At university, Dyer had listened to pieces composed by Steve Reich and Philip Glass that make use of “repetitive patterns influenced by African music”. In his production of the album, some songs are made up of different interlocking piano patterns. On the recording itself, he explained, there were sometimes three acoustic piano parts overlaid on top of each other, but not recorded at the same time because of logistical constraints. “On the live show I used two acoustic pianos playing together at some points to generate a similar effect in real time.”

The eighth song in the album, Selim Sivad, (perhaps a nod at Selim Sivad: A Tribute to Miles Davis, an album by the World Saxophone Quartet) has the restrained accents of a dirge but also the unbounded expressiveness of an anthem. Dyer, this time on the flute, manages to combine the two ends to result in an exquisite sing-a-long melody.

The genesis of Genesis

Explaining the genesis of the album, Dyer says that some of the ideas behind these songs date as far back as eight years while others are more recent. 

“The challenge has been how to make something work so that you can improvise over a groove, be it rhythmic, because I think we live in a rhythmic kind of society, Africa is rhythm, so a heartbeat is a rhythm, so how to maintain that because I often feel that improvisers within the South African context start a rhythm and all of a sudden they will say, ‘Let me remind the people that I have gone to university and I know those different chords,’” he explains. 

What Dyer wanted to create was what he described as “parallel streams” in which “rhythm” and “melodic inventiveness” are laid over each other. “That has taken some time, it was quite an adventure and a challenge and I think something has been achieved now. It is not the end of the road, but I believe I have managed to achieve something for myself,” he says.

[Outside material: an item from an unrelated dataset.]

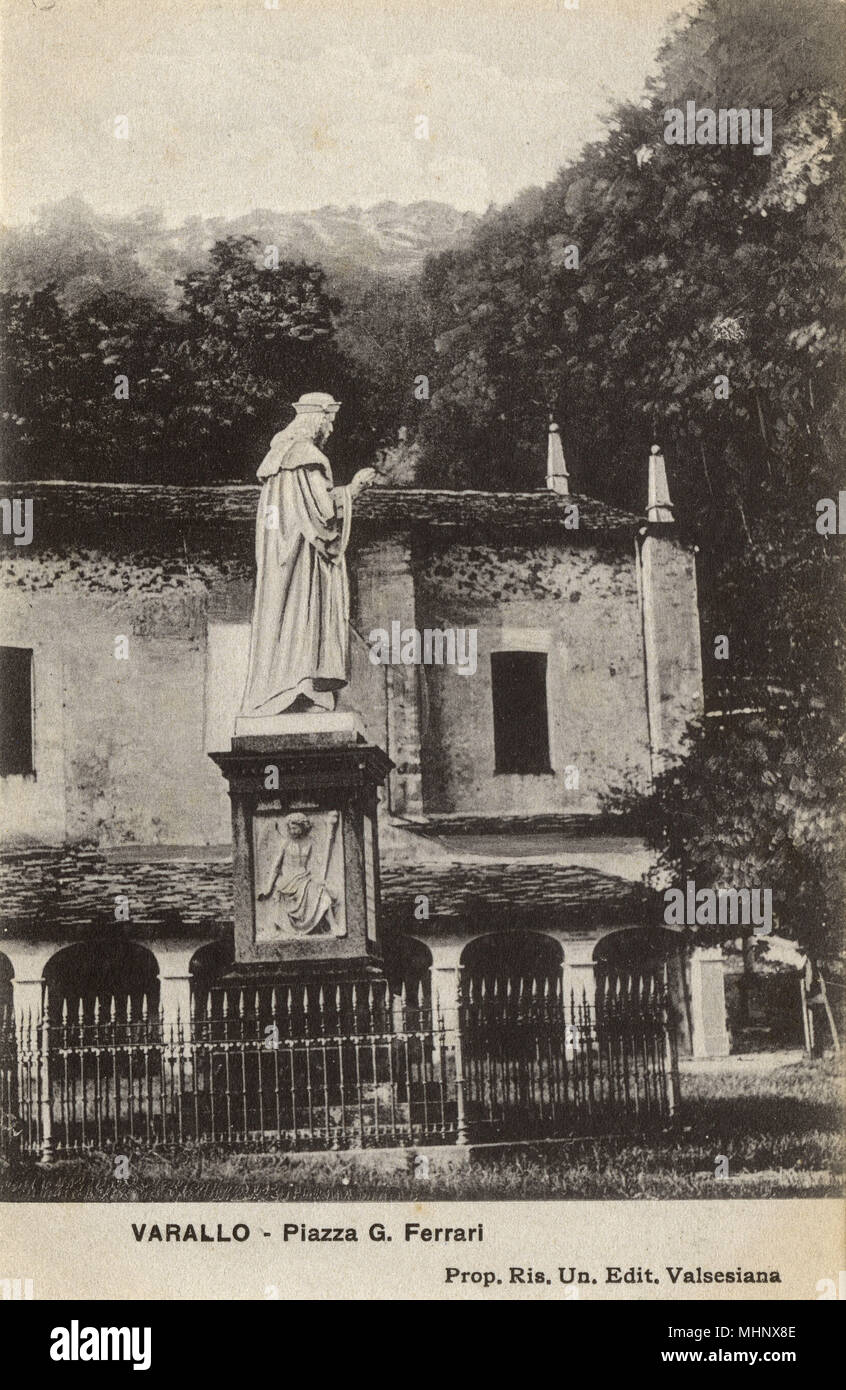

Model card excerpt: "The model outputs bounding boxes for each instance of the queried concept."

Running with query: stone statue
[239,391,376,720]
[258,810,345,935]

At the end of the interview in his studio, an imposing building with a raised roof a stone’s throw from the family house, he explains how he got into production. “Necessity is the mother of all invention,” he begins. “But I think there are certain similarities between arrangements, music and production. My father was an architect so he helped me with the design of this building, so I remember when I was growing up I was always interested in shapes and design, and I suppose that is what production is, you are designing sound.” 

Dyer puts his sonic design skills, his own playing and his band leader skills on the Genesis of a Different World to great use to produce a groovy album of great beauty.